Single Stonechat on the fenceposts north of the remains of the Sandplant compound and Skylarks and Meadow Pipits here and there.
A hunting Kestrel looked woefully bedraggled in the fading light, I wished it luck and headed for home.
Eyes to the skies everyone, eyes to the skies...

newkes911.jpg

3 Comments

I have to say I had thought only last weekend how few Shelduck there have been around Birkdale beach recently.

80+ Whoopers on Plex this afternoon otherwise dull and quiet.

Hi John

Just in case you didn't know, Cattle Egrets bred in Somerset this year joining Little Egret as a Breeding Bird of Little Britain.

I heard 27 Redwing seeps on my ten-minute perambulation with Teddy around the block. As you know, applying BPRCF (Bannon's Patented Redwing Counting Formula), just this one nocturnal birding session (cf doggie walking) proves without doubt, that at least 42 million Redwings pass over Churchtown on late Autumn migration. Obviously, the odd one might double back and be heard seeping again, but that's not a problem, as my scientifically proven formula, takes this kind of sneaky avian behaviour fully into account.

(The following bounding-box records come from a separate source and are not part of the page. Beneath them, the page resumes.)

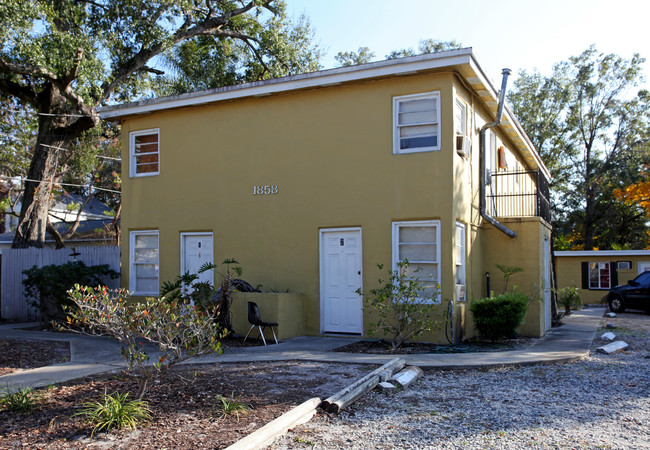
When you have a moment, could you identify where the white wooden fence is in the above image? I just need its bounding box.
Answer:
[0,246,120,322]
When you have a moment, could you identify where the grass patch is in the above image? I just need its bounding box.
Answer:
[75,391,151,437]
[0,387,36,414]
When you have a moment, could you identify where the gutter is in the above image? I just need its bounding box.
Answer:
[478,69,517,238]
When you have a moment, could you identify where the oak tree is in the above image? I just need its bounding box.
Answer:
[0,0,302,248]
[508,46,650,250]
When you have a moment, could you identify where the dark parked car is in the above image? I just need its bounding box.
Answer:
[607,272,650,313]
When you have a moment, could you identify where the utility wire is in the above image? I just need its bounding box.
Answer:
[0,175,122,194]
[0,132,122,161]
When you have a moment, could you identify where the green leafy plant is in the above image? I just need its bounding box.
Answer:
[497,264,524,294]
[469,292,528,341]
[61,285,223,399]
[217,392,252,419]
[75,391,151,437]
[554,284,582,315]
[0,387,36,413]
[356,260,440,350]
[160,258,260,333]
[23,261,120,322]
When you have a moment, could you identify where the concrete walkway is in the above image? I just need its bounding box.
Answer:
[0,307,605,392]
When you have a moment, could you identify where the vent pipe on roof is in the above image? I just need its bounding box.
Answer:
[479,69,517,238]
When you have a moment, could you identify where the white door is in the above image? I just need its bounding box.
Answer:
[639,261,650,275]
[544,237,551,331]
[181,233,214,290]
[320,229,363,334]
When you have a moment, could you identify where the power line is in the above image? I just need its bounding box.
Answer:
[5,108,101,119]
[0,132,122,161]
[0,175,122,194]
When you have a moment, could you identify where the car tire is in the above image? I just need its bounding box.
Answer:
[609,295,625,312]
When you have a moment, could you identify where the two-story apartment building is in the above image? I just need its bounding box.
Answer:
[101,48,550,341]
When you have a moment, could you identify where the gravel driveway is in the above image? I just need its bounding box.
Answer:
[271,314,650,449]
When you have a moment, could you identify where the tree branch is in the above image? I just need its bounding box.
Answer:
[0,77,38,108]
[0,58,59,82]
[45,216,65,250]
[97,0,275,104]
[63,192,93,239]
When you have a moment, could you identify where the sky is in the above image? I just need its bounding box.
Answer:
[286,0,650,89]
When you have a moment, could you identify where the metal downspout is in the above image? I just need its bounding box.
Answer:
[479,69,517,238]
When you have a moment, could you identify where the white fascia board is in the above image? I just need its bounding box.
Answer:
[555,250,650,257]
[98,47,472,120]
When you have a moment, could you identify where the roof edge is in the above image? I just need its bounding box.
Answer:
[97,47,473,120]
[554,250,650,256]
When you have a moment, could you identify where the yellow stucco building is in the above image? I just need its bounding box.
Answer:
[101,48,550,341]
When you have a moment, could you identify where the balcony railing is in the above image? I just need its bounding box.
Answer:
[485,170,551,222]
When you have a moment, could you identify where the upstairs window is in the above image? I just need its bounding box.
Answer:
[454,98,467,136]
[393,92,440,154]
[130,129,160,177]
[589,263,611,289]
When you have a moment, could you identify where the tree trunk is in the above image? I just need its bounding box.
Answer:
[11,85,99,248]
[11,134,64,248]
[584,184,596,250]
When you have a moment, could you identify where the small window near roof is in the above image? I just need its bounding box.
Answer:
[454,98,467,136]
[393,92,440,154]
[589,263,611,289]
[129,230,159,295]
[129,129,160,177]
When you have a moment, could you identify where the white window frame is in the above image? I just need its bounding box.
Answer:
[129,128,160,178]
[454,222,467,301]
[393,91,442,155]
[588,261,612,290]
[454,95,469,136]
[129,230,160,296]
[392,220,442,304]
[616,261,632,270]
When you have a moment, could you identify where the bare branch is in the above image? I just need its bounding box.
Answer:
[97,0,275,104]
[0,58,59,82]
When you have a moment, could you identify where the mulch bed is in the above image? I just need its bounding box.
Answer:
[0,339,70,376]
[0,362,360,449]
[332,338,535,355]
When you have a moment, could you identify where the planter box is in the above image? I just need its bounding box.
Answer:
[230,292,305,342]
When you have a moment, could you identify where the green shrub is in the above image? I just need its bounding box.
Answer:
[555,284,582,315]
[61,285,223,399]
[0,387,35,413]
[469,292,528,341]
[357,260,440,350]
[23,261,120,322]
[75,391,151,436]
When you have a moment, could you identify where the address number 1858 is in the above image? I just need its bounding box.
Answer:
[253,184,278,195]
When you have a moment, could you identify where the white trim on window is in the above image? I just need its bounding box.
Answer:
[393,92,440,155]
[454,95,469,136]
[454,222,467,302]
[392,220,441,303]
[589,262,612,289]
[129,230,160,295]
[129,128,160,178]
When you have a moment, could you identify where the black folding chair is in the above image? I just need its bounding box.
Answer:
[244,302,278,345]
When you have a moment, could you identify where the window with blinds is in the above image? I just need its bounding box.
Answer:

Apparently, Barrack Hussein Obama is a birder and on his early morning jogs around Central Park has seen over 100 species. However he did not record the formerly abundant Passenger Pigeons, Carolina Parakeets and Eskimo Curlew, as Mrs 'Armanispecs' Palin and her ilk had graciously dispatched them all.

Thermals on at dawn on Wednesday, for (probably) the last seawatch of the season. Could be good after 3 days' westerlies; on the other hand, I might just die.
In reply to Pete Marsh's query about the Steppe Grey Shrike, it certainly tried to feed, flying down to the ground on many occasions, but such was the pressure from assembled plonkers, many of them wielding lenses as long as an 88mm gun, that it had to fly up again almost immediately. I didn't actually see it eat anything, but I guess it must have done, or it wouldn't have lasted three days so far.